Create an outbound NLP question if you want to match the intent of a chatbot user's question differently if they ask it in response to a specific passage. 

When a passage has outbound questions, the chatbot checks those questions first before trying to match inbound questions from other passages. For example, the chatbot has:

  • A fee overview passage with an inbound question of 'what are the fees'. 
  • A sign-up passage for a specific service.
  • A passage about the service fees.

If the chatbot user says 'what are the fees' in response to the sign-up passage, they probably mean the fees for the service, not our fees in general. We can use an outbound question to start the service fee passage instead of the fee overview one. This only affects how the chatbot matches that question after that specific passage:

Passage without outbound question Passage with outbound question of "what are the fees?"

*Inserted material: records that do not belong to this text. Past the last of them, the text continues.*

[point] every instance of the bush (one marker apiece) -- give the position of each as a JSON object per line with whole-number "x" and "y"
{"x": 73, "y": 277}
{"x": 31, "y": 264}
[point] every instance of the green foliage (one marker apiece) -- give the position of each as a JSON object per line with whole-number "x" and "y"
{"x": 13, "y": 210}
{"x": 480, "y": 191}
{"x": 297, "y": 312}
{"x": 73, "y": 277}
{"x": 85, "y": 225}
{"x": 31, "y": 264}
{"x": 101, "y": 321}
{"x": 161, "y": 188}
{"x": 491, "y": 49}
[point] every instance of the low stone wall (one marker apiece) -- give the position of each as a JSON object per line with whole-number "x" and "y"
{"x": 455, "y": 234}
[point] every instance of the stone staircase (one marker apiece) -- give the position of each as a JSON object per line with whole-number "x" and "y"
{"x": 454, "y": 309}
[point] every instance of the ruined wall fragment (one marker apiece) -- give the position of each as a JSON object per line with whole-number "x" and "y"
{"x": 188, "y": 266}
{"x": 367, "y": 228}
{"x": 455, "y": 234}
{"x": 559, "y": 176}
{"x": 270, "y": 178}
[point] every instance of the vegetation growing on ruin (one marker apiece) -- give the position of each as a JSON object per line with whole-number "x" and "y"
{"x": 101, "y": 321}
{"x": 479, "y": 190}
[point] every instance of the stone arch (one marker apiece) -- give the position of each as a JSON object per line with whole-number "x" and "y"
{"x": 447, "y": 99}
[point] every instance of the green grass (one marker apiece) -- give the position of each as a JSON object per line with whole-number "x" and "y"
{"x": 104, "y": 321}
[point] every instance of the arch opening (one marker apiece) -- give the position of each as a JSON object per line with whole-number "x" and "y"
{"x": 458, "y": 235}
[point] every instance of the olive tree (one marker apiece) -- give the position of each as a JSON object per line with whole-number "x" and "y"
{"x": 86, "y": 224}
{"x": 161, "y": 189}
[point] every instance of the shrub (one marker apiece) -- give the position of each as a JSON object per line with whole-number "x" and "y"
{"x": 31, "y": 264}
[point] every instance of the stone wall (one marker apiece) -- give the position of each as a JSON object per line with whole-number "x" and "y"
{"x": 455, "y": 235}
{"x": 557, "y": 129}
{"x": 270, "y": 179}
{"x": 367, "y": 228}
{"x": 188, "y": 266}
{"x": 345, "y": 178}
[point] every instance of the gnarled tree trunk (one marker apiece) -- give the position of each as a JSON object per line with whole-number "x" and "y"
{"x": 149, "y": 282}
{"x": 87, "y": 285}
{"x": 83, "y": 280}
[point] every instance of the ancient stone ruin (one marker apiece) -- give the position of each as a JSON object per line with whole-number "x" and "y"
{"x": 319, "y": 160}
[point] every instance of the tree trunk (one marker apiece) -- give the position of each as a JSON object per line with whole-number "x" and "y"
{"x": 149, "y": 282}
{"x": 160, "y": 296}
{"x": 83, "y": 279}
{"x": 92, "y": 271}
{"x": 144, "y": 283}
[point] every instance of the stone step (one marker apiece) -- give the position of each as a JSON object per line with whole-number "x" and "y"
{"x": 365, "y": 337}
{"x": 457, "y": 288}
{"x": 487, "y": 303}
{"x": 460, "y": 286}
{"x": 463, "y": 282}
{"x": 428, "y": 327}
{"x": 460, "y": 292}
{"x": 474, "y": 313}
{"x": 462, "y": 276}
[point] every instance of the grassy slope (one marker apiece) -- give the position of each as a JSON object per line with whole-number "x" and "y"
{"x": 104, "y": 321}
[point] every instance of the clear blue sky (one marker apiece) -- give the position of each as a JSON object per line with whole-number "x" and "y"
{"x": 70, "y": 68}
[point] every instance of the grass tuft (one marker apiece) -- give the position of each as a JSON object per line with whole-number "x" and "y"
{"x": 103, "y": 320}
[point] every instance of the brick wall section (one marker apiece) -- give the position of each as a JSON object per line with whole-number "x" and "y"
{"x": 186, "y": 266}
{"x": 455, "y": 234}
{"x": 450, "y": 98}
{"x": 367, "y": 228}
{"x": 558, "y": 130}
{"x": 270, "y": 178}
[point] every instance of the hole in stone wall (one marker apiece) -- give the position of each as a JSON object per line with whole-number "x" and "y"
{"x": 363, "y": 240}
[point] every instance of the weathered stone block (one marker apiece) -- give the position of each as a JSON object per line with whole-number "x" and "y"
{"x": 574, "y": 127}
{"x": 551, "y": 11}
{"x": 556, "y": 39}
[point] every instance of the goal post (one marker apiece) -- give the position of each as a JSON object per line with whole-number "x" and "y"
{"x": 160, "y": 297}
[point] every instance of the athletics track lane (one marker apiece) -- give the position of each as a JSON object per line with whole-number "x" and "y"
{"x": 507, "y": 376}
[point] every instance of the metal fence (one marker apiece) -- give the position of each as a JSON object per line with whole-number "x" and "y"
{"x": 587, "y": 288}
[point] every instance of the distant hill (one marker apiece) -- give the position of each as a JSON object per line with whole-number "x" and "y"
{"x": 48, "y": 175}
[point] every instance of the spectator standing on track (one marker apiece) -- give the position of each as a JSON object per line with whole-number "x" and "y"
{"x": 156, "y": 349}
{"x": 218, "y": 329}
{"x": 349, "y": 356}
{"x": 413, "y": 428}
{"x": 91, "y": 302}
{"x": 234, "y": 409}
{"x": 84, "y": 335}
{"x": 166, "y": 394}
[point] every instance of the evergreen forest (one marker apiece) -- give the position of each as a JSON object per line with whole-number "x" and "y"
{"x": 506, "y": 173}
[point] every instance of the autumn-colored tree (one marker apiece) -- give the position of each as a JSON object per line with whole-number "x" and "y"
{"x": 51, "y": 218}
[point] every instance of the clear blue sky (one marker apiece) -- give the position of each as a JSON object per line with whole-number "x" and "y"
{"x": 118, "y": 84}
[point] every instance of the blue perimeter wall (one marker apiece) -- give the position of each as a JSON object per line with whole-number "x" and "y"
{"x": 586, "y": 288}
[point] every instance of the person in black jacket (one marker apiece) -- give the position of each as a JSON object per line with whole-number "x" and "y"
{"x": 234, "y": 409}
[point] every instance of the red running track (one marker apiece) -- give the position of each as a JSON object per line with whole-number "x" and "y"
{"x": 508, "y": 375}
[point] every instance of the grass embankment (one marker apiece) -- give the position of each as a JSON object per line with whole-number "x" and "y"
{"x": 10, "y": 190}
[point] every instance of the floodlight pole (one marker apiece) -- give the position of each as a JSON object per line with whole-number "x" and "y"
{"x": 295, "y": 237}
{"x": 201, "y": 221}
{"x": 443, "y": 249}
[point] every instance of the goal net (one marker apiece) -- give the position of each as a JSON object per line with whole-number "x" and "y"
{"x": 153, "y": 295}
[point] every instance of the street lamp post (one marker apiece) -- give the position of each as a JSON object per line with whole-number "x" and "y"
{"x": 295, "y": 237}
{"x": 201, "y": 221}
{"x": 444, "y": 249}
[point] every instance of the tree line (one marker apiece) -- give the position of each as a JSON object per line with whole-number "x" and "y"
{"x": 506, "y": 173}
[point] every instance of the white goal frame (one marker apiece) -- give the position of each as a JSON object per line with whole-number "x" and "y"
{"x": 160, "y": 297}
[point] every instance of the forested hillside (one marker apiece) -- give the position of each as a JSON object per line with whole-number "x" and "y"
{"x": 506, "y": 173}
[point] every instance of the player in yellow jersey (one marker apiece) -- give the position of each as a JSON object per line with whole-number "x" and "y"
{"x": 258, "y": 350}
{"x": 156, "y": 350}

Chatbot user asks "what are the fees?"

  1. Inbound conversation questions: no match
  2. Inbound global questions: match fee overview passage

Chatbot user asks "what are the fees?"

  1. Outbound questions: match service fee passage
    Inbound questions are not checked because the outbound question was matched.

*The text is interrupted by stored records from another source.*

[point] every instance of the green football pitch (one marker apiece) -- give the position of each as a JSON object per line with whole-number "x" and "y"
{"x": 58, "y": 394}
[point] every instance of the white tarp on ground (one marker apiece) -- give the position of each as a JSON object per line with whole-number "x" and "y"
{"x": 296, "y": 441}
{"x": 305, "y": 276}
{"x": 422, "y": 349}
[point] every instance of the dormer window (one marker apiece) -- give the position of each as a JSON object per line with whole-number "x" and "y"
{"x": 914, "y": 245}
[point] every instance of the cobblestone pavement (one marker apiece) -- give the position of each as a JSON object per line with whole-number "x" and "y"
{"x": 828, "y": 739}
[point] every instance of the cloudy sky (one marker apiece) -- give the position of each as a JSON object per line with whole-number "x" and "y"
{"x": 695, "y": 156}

Chatbot user asks "how do I apply?"

  1. Inbound conversation questions: no match
  2. Inbound global questions: match application passage

Chatbot user asks "how do I apply?"

  1. Outbound questions: no match
  2. Inbound conversation questions: no match
  3. Inbound global questions: match application passage

Use outbound questions sparingly

If the chatbot should usually start this passage when the chatbot user's response matches this intent, create an inbound NLP question. You can use child conversations and question context levels if you need to match the same intent to different passages in different situations. 

Most of your questions should be inbound so that your chatbot can freely respond to your chatbot users and adapt as they change topics. Use outbound questions only when you need the chatbot to match a question differently when the chatbot user responds to a specific passage.

If you want to create a question that only matches specific keywords, create a keyword question.

To help your chatbot match questions accurately, try to define as few outbound NLP questions as possible in a passage. If you want to match very different chatbot user responses but start the same passage for all of them, combine the training phrases into a single outbound NLP question.

To create an outbound NLP question:

  1. Click Create in the left navigation, then click Convesations.
  2. Click the conversation with the passage you want to add a question to.
  3. Click the passage you want to add the question to.
    Outbound questions can only be added to passages, not logic.
  4. Click Outbound Questions.
  5. Click + Question.
  6. Click the edit icon next to the New Question title.
  7. Type a descriptive name for the question.
  8. Optionally, select the Language the question's intent phrases will use.
    By default, questions are set to your chatbot's default language. If you're creating a question for a different language, select your chosen language.
    Language options are only displayed if your chatbot has multiple languages configured. Only languages specified in your NLP settings are available.
  9. Type the intent phrases you want to match in the Training Phrases field.
    If you want to use an entity, type @ to open the entity list. Each entity can only be used once within an individual training phrase. You can also click the entity to open it in a new tab for easy editing.
  10. Type Enter or click the + button to add a new phrase.
    You can also generate some suggested training phrases.
  11. Select the Conversation of the passage or logic that will answer this question.
  12. Select the Passage or logic that will answer this question.
    A preview of the passage is displayed. You can also open the passage in a new tab.
  13. Click Save.

You must publish these changes before they'll appear in your live chatbot.